Capturing Pertinent Symbolic Features for Enhanced Content-Based Misinformation Detection
Flavio Merenda, José Manuel Gómez-Pérez
TL;DR
The paper tackles content-based misinformation detection under heterogeneous linguistic and domain conditions. It proposes a hybrid approach that fuses symbolic linguistic features with RoBERTa-based adapters to enhance robustness and efficiency without requiring additional training data. Through dataset characterization and feature-selection analyses, it demonstrates the predictive value of symbolic features and their complementary role alongside neural representations. The proposed AdapterF model achieves state-of-the-art results across multiple datasets and shows strong generalization under domain shifts, highlighting the practical value of integrating structured knowledge into language models.
Abstract
Preventing the spread of misinformation is challenging.
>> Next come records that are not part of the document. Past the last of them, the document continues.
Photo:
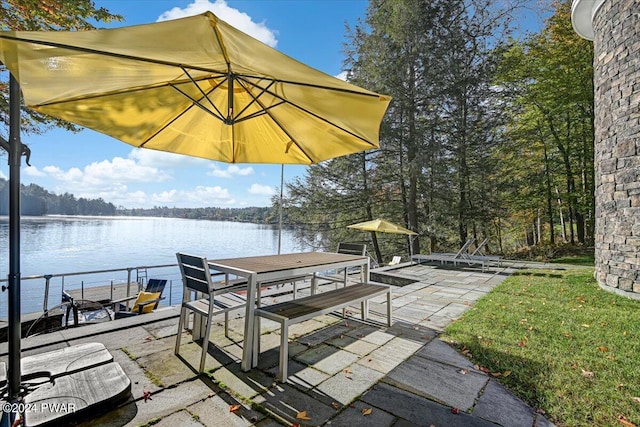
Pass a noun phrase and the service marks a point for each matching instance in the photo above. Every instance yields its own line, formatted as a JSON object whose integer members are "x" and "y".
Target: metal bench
{"x": 292, "y": 312}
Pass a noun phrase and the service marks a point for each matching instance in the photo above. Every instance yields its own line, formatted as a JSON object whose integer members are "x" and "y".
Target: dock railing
{"x": 53, "y": 285}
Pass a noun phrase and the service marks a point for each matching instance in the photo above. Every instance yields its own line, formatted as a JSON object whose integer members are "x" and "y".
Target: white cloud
{"x": 198, "y": 197}
{"x": 342, "y": 76}
{"x": 230, "y": 171}
{"x": 234, "y": 17}
{"x": 262, "y": 190}
{"x": 107, "y": 179}
{"x": 160, "y": 159}
{"x": 29, "y": 171}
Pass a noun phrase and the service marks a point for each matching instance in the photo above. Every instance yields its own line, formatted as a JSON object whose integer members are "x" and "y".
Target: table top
{"x": 269, "y": 263}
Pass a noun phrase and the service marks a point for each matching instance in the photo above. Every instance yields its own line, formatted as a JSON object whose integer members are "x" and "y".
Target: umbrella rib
{"x": 267, "y": 111}
{"x": 197, "y": 103}
{"x": 253, "y": 100}
{"x": 311, "y": 113}
{"x": 103, "y": 53}
{"x": 205, "y": 95}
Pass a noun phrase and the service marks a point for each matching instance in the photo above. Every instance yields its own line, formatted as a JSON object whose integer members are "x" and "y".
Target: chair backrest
{"x": 481, "y": 246}
{"x": 156, "y": 285}
{"x": 352, "y": 248}
{"x": 195, "y": 273}
{"x": 464, "y": 250}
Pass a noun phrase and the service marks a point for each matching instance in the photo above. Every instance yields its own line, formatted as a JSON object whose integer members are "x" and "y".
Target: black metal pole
{"x": 15, "y": 158}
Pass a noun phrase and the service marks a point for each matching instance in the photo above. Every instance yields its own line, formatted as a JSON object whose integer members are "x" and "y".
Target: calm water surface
{"x": 54, "y": 245}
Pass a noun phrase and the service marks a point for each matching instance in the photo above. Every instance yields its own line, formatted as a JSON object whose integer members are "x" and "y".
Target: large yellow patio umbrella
{"x": 194, "y": 86}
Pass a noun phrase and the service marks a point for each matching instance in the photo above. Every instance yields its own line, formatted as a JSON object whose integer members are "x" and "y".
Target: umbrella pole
{"x": 15, "y": 153}
{"x": 280, "y": 209}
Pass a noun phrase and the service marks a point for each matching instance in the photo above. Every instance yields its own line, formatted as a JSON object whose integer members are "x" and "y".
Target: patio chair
{"x": 145, "y": 302}
{"x": 201, "y": 297}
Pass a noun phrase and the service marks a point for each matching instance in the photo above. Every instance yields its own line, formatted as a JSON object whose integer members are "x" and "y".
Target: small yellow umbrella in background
{"x": 384, "y": 226}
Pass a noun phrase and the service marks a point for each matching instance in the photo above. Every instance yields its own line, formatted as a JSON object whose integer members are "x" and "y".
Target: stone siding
{"x": 617, "y": 145}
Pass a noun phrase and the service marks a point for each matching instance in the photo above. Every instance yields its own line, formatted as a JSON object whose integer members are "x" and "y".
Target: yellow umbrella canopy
{"x": 382, "y": 226}
{"x": 195, "y": 86}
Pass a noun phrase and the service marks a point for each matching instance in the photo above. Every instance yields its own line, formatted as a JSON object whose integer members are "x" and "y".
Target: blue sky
{"x": 89, "y": 164}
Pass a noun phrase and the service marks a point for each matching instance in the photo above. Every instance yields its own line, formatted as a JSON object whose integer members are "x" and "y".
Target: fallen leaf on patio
{"x": 302, "y": 415}
{"x": 625, "y": 422}
{"x": 587, "y": 374}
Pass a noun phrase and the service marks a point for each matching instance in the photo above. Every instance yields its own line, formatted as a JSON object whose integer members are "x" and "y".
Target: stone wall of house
{"x": 617, "y": 145}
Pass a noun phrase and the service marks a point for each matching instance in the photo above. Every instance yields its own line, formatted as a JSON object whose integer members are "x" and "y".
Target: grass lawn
{"x": 565, "y": 346}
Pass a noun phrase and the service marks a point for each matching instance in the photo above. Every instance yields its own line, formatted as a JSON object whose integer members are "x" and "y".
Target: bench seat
{"x": 292, "y": 312}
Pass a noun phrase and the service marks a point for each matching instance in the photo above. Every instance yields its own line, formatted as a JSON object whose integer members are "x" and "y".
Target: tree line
{"x": 36, "y": 201}
{"x": 258, "y": 215}
{"x": 487, "y": 136}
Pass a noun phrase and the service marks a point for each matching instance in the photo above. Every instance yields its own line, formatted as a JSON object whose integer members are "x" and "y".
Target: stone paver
{"x": 350, "y": 383}
{"x": 417, "y": 411}
{"x": 438, "y": 381}
{"x": 498, "y": 405}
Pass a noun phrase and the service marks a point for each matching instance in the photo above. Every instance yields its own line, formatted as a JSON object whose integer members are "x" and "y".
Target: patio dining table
{"x": 272, "y": 268}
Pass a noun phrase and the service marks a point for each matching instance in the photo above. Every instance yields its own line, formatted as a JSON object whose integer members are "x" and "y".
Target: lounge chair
{"x": 145, "y": 302}
{"x": 462, "y": 256}
{"x": 201, "y": 296}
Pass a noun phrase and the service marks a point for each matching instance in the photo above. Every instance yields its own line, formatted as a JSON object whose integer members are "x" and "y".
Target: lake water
{"x": 56, "y": 245}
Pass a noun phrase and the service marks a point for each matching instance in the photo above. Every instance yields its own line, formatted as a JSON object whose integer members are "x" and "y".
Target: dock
{"x": 105, "y": 293}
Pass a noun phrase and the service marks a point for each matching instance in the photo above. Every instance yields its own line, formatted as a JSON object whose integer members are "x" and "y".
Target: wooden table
{"x": 271, "y": 268}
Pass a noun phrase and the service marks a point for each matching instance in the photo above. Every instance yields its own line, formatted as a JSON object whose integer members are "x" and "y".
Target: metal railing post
{"x": 45, "y": 304}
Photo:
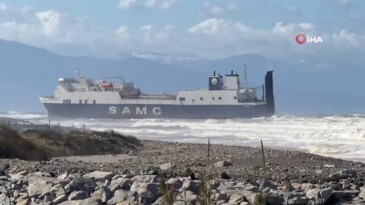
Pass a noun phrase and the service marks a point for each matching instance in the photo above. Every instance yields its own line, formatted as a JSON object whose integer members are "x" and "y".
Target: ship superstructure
{"x": 80, "y": 97}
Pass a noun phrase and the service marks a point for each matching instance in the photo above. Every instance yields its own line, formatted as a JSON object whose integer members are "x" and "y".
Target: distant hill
{"x": 311, "y": 87}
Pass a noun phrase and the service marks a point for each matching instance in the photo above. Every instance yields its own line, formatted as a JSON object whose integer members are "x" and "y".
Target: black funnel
{"x": 269, "y": 91}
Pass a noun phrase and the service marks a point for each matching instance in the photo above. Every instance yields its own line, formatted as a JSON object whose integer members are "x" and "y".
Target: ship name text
{"x": 137, "y": 111}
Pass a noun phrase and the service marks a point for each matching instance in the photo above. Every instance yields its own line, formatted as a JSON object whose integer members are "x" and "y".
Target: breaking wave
{"x": 341, "y": 136}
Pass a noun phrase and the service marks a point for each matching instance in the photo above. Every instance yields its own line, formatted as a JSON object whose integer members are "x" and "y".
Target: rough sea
{"x": 340, "y": 136}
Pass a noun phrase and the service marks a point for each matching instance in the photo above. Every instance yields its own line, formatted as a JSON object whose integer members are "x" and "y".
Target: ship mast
{"x": 245, "y": 75}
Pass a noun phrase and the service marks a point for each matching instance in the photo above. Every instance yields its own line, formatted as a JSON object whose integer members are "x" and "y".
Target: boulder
{"x": 4, "y": 200}
{"x": 267, "y": 184}
{"x": 273, "y": 198}
{"x": 57, "y": 191}
{"x": 38, "y": 186}
{"x": 222, "y": 164}
{"x": 165, "y": 166}
{"x": 120, "y": 183}
{"x": 319, "y": 195}
{"x": 145, "y": 178}
{"x": 81, "y": 184}
{"x": 346, "y": 195}
{"x": 236, "y": 199}
{"x": 175, "y": 182}
{"x": 60, "y": 199}
{"x": 100, "y": 176}
{"x": 119, "y": 196}
{"x": 89, "y": 201}
{"x": 78, "y": 195}
{"x": 362, "y": 194}
{"x": 191, "y": 185}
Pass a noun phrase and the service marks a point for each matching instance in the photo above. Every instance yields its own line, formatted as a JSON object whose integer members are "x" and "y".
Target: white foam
{"x": 335, "y": 136}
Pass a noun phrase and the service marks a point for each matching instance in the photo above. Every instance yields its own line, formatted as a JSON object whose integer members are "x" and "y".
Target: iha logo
{"x": 302, "y": 39}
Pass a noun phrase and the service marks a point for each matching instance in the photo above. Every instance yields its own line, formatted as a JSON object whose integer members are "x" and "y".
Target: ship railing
{"x": 149, "y": 97}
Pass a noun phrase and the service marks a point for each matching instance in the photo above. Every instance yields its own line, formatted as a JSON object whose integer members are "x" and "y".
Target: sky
{"x": 211, "y": 29}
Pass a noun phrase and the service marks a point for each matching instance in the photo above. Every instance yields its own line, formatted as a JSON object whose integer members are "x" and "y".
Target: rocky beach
{"x": 158, "y": 172}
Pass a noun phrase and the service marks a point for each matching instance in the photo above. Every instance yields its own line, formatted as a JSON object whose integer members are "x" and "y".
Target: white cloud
{"x": 160, "y": 4}
{"x": 282, "y": 28}
{"x": 50, "y": 21}
{"x": 3, "y": 7}
{"x": 210, "y": 38}
{"x": 126, "y": 4}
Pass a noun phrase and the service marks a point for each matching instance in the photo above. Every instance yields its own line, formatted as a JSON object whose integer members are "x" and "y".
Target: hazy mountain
{"x": 307, "y": 86}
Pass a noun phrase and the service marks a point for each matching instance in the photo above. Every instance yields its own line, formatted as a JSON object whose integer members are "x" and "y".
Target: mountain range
{"x": 301, "y": 86}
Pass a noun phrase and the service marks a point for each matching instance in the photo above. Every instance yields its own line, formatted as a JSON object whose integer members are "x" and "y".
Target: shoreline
{"x": 235, "y": 175}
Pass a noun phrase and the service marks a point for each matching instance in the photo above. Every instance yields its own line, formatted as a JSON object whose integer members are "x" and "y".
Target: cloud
{"x": 50, "y": 21}
{"x": 210, "y": 10}
{"x": 126, "y": 4}
{"x": 151, "y": 4}
{"x": 213, "y": 37}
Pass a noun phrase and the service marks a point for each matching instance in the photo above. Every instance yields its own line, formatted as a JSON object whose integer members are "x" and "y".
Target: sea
{"x": 339, "y": 136}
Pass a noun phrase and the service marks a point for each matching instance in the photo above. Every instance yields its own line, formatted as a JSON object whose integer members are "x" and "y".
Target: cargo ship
{"x": 225, "y": 98}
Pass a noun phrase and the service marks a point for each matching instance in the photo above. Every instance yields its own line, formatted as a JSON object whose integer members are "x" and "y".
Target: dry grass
{"x": 44, "y": 144}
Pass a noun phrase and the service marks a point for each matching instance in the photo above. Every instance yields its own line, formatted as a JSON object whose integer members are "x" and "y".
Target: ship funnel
{"x": 269, "y": 91}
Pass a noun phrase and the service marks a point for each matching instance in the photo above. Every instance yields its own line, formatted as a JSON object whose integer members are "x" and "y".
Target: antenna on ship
{"x": 77, "y": 71}
{"x": 245, "y": 75}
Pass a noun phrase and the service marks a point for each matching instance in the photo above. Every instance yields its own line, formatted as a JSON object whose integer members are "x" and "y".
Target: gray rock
{"x": 145, "y": 178}
{"x": 78, "y": 195}
{"x": 191, "y": 185}
{"x": 120, "y": 183}
{"x": 186, "y": 196}
{"x": 362, "y": 194}
{"x": 222, "y": 164}
{"x": 63, "y": 176}
{"x": 89, "y": 201}
{"x": 146, "y": 197}
{"x": 274, "y": 199}
{"x": 119, "y": 196}
{"x": 38, "y": 186}
{"x": 306, "y": 186}
{"x": 165, "y": 166}
{"x": 100, "y": 176}
{"x": 57, "y": 191}
{"x": 105, "y": 194}
{"x": 81, "y": 184}
{"x": 348, "y": 174}
{"x": 3, "y": 190}
{"x": 346, "y": 195}
{"x": 298, "y": 200}
{"x": 236, "y": 199}
{"x": 267, "y": 184}
{"x": 319, "y": 195}
{"x": 60, "y": 199}
{"x": 175, "y": 183}
{"x": 4, "y": 200}
{"x": 226, "y": 186}
{"x": 250, "y": 196}
{"x": 221, "y": 197}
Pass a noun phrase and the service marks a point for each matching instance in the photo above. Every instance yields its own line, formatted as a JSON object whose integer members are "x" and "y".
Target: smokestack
{"x": 269, "y": 91}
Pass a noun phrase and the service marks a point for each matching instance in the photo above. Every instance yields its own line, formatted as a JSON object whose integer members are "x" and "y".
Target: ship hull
{"x": 140, "y": 111}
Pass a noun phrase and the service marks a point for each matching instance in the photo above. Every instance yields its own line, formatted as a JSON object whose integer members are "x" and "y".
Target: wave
{"x": 340, "y": 136}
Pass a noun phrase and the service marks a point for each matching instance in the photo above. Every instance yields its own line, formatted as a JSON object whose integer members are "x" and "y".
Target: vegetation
{"x": 44, "y": 144}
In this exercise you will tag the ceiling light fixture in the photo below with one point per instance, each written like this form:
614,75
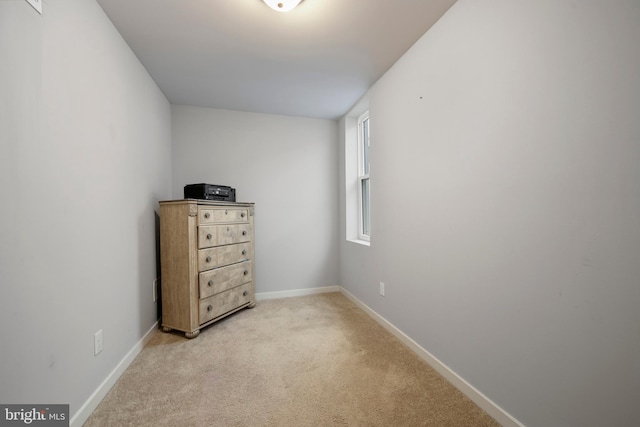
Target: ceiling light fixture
282,5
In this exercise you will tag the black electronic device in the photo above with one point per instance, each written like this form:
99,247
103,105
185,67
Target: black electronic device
210,192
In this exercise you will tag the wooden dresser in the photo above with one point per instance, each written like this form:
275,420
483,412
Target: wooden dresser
207,265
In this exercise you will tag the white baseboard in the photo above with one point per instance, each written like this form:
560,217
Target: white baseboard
498,414
94,400
296,293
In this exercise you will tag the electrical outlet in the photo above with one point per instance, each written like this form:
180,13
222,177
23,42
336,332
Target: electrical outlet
97,342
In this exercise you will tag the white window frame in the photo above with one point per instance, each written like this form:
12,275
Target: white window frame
364,175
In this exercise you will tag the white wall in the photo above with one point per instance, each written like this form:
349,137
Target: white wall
85,151
505,165
288,167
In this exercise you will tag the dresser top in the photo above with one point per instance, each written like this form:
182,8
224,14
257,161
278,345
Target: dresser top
204,202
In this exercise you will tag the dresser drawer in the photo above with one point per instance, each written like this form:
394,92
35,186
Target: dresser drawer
215,235
224,302
223,255
210,215
220,279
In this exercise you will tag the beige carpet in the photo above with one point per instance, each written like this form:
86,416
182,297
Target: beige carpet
306,361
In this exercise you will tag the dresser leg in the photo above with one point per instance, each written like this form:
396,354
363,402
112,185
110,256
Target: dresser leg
192,334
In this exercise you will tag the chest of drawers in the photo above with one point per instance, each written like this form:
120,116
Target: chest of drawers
207,262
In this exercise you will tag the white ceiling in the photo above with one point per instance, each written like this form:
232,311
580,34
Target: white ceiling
315,61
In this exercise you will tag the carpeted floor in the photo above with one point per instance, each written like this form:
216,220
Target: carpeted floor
305,361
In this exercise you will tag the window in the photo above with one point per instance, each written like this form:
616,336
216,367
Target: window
364,186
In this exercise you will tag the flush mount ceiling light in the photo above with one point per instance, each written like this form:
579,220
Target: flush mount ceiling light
282,5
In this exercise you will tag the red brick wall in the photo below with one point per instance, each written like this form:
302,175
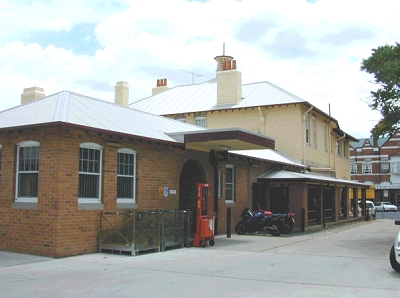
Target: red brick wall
57,228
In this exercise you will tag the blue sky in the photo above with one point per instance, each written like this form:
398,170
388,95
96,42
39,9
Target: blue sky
311,48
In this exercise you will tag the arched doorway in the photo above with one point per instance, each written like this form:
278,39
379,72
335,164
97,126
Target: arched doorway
192,174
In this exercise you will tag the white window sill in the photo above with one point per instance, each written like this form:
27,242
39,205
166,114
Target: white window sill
90,206
25,205
230,204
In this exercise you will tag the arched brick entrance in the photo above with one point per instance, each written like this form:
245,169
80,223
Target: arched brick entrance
192,174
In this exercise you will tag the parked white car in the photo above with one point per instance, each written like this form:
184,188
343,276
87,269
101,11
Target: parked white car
394,256
385,206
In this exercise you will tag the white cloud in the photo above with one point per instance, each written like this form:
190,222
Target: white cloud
311,50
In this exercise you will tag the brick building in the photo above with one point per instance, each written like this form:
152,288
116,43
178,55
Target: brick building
377,163
67,157
300,130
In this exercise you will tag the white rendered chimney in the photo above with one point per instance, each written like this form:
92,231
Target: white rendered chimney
229,82
122,93
31,94
162,85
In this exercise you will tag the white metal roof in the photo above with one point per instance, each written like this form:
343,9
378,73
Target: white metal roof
83,111
72,108
269,155
282,175
203,97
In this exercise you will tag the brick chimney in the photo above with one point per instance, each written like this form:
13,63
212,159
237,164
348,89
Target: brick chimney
229,81
162,85
122,93
31,94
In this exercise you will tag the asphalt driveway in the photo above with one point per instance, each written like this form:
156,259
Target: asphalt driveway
344,261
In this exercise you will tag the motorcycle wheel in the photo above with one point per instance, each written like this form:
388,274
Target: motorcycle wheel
393,262
287,227
240,227
276,230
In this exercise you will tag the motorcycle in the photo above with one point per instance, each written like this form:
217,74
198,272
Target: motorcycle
258,222
288,221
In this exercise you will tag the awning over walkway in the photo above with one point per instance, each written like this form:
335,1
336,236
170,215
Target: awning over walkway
270,155
282,176
223,140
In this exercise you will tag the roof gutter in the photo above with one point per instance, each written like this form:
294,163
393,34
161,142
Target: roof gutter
262,120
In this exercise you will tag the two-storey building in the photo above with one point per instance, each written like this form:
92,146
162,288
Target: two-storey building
300,130
377,163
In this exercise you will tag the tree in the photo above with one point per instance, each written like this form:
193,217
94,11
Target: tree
384,65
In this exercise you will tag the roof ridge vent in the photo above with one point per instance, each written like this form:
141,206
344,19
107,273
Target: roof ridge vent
31,94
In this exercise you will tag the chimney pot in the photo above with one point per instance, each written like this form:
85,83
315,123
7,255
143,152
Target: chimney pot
122,93
31,94
228,65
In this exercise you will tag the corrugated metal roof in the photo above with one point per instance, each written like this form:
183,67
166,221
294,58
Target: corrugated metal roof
281,175
269,155
203,97
76,109
361,142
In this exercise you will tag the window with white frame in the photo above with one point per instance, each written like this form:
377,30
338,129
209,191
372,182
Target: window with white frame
307,129
338,147
126,173
395,167
181,119
27,172
314,131
200,121
219,183
90,159
353,168
230,183
367,167
385,167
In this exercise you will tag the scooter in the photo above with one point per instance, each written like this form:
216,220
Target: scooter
258,222
288,221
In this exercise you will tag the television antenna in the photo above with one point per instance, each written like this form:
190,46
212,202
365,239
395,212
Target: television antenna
193,74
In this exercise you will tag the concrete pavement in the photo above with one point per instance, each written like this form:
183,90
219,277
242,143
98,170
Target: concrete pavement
344,261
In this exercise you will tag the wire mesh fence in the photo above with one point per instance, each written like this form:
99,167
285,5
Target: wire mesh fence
143,231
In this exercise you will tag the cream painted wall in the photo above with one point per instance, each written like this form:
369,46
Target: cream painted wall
286,125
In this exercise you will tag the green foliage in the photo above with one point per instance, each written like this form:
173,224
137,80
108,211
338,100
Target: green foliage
384,65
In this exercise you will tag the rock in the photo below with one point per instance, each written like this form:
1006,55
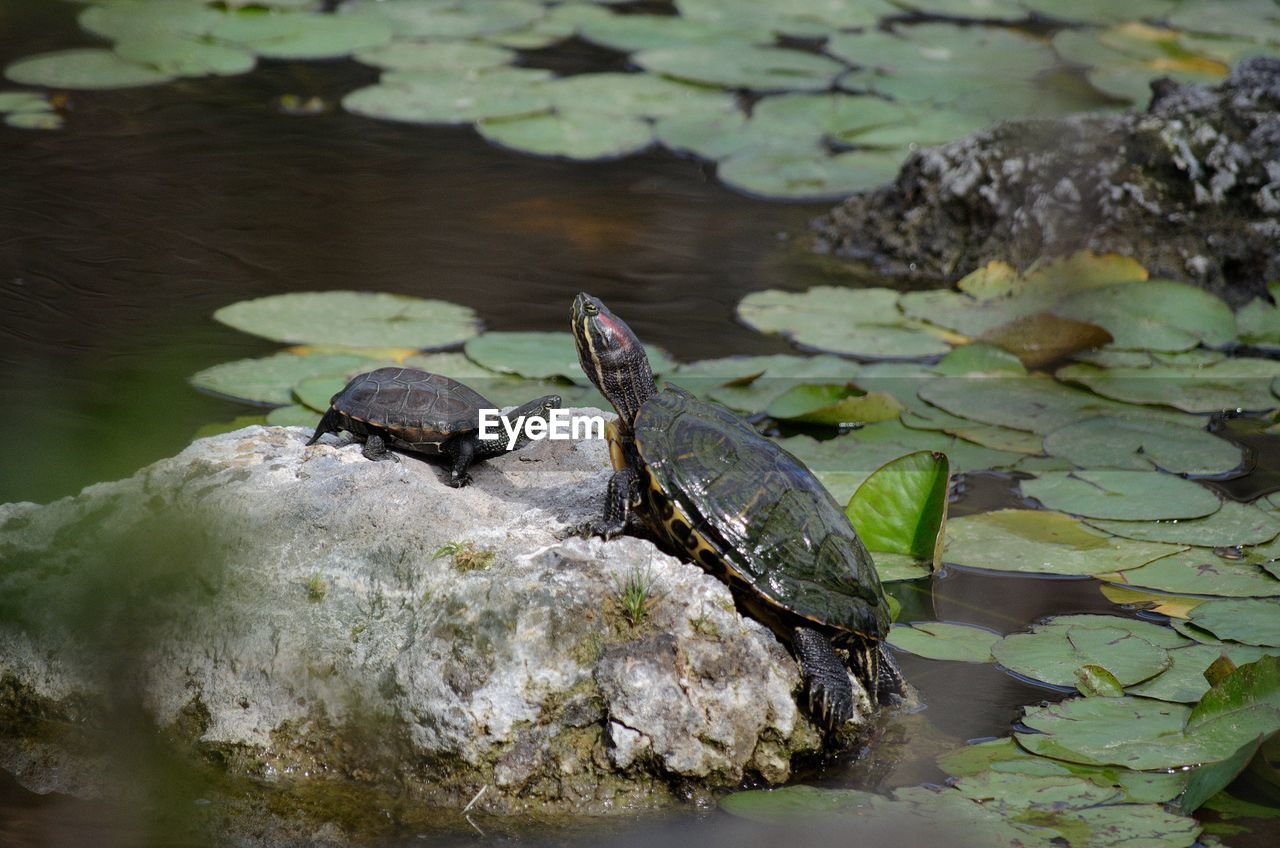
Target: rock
301,611
1191,188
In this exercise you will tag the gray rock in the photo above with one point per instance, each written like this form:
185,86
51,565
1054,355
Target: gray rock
1189,188
288,610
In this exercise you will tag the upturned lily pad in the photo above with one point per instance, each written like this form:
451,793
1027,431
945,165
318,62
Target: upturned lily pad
434,55
1248,620
944,641
1054,653
83,68
1233,524
903,506
1136,443
858,322
1129,496
1040,542
570,133
270,379
737,67
355,319
1230,384
833,405
1200,571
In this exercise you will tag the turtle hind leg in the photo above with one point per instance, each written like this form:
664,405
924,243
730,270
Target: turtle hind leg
375,450
328,424
831,694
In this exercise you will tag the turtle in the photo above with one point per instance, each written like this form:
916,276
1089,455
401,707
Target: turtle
711,488
423,413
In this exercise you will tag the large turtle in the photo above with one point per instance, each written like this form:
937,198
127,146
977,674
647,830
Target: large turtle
423,413
713,489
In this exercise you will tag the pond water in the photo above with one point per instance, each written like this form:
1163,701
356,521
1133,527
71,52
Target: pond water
123,233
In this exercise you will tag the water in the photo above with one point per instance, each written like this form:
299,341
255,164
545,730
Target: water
120,235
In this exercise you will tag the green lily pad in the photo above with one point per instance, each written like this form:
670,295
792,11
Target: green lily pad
1184,679
1040,542
184,57
833,405
270,379
1134,443
292,415
1248,620
944,641
438,97
447,19
1130,496
434,55
1054,653
1202,573
1230,384
858,322
570,135
355,319
743,67
82,68
903,505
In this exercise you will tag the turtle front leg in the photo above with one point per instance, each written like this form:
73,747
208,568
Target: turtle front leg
375,450
617,504
464,454
831,694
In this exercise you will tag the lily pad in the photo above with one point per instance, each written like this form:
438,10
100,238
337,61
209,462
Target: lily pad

The detection of misleading content presents a significant hurdle due to its extreme linguistic and domain variability. Content-based models have managed to identify deceptive language by learning representations from textual data such as social media posts and web articles. However, aggregating representative samples of this heterogeneous phenomenon and implementing effective real-world applications is still elusive. Based on analytical work on the language of misinformation, this paper analyzes the linguistic attributes that characterize this phenomenon and how representative of such features some of the most popular misinformation datasets are. We demonstrate that the appropriate use of pertinent symbolic knowledge in combination with neural language models is helpful in detecting misleading content. Our results achieve state-of-the-art performance in misinformation datasets across the board, showing that our approach offers a valid and robust alternative to multi-task transfer learning without requiring any additional training data. Furthermore, our results show evidence that structured knowledge can provide the extra boost required to address a complex and unpredictable real-world problem like misinformation detection, not only in terms of accuracy but also time efficiency and resource utilization.